L’11 settembre del 2001 è nata la società della paura. La paura è epidemica e come un virus passa da uno all’altro e diventa panico. Viviamo ormai in una società tesa sempre ad immaginare che da un momento all’altro possa succedere qualcosa di drammatico per la vita del singolo e della comunità. La paura finisce per caratterizzare una società quando perde il suo significato biologico, naturale, che è un meccanismo di difesa, poiché permette di prevedere un pericolo e quindi anche la possibilità di evitarlo. Ma c’è un momento in cui la paura non sa legarsi a qualcosa di specifico e dunque di prevedibile e che, per questo, diventa panico.

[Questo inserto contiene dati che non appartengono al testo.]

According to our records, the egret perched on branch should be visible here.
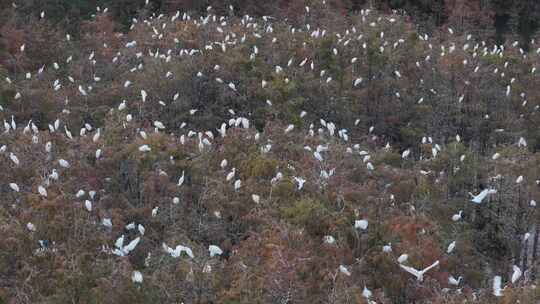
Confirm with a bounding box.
[471,189,497,204]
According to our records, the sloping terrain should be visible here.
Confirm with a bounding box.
[0,3,540,304]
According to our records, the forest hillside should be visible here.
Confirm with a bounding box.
[0,1,540,304]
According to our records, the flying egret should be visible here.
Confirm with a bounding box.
[471,189,497,204]
[511,265,523,284]
[448,276,463,286]
[493,276,502,297]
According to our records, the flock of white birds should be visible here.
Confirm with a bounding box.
[0,0,540,303]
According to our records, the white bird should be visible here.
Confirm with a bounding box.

L’attentato dell’11 settembre è la raffigurazione dell’orrore e dell’inimmaginabile. Credo che quella terribile giornata abbia mostrato come la paura non fosse più un meccanismo di difesa perché era impossibile difendersi da quella forza che scatenò il disastro. Tutto ciò ha creato in ciascuno di noi una specie di “fatalismo” che ci fa dire “non siamo più in grado difenderci”.
Oggi, il virus della pandemia Covid-19, un’invisibile realtà, un oggetto biologico, colpisce tutto il mondo e ci costringe a restare in casa, che vuol dire “non potersi difendere”. La società della paura è ulteriormente spaventata poiché sa che tra un minuto ci può essere la fine, lo sconvolgimento, il dolore inaspettato. Siamo pervasi da un forte senso di incertezza e insicurezza. In questo senso vedo una continuità, sul piano della società della paura, tra pandemia e 11 settembre.
La nostra società non è stata capace di attivare forme di reazione a questa paura diffusa, anzi le ha aumentate. Oggi in 15 minuti testate nucleari sono capaci di partire dalle loro basi e colpire ovunque. Un ulteriore segno che non abbiamo compreso i tempi. Non si può vincere la paura facendo paura. Per tornare ad acquistare un po’ di certezze e di sicurezza bisogna fondarsi sul rapporto tra gli uomini, su di un “umanesimo” basato sui principi del rispetto dell’altro, della diversità, della vita. Diversamente continueremo a creare nemici pensando erroneamente di essere forti. L’11 settembre, così come il Covid-19, mostra l’evidenza di questo errore tanto è vero che siamo tutti impotenti nell’agire.
Un nemico non si vince facendogli paura ma amandolo. La solidarietà era la vera risposta all’11 settembre, non la guerra. È il messaggio lanciato duemila anni fa da Gesù di Nazareth. Le parole chiave sono l’umanesimo e il rispetto. Ma perché un messaggio straordinario come quello di Gesù non riesce più ad essere un riferimento principale? Occorre riporre fiducia nell’uomo e dall’uomo alla trascendenza. O vogliamo continuare a pensare alle armi? Un mig atomico costa 800 milioni di dollari. Quanta gente si potrebbe sfamare con questa cifra? Persone vittime di terrorismi, di regimi dittatoriali, di violenze inaudite. È un tempo per cambiare e per ritornare al senso dell’uomo.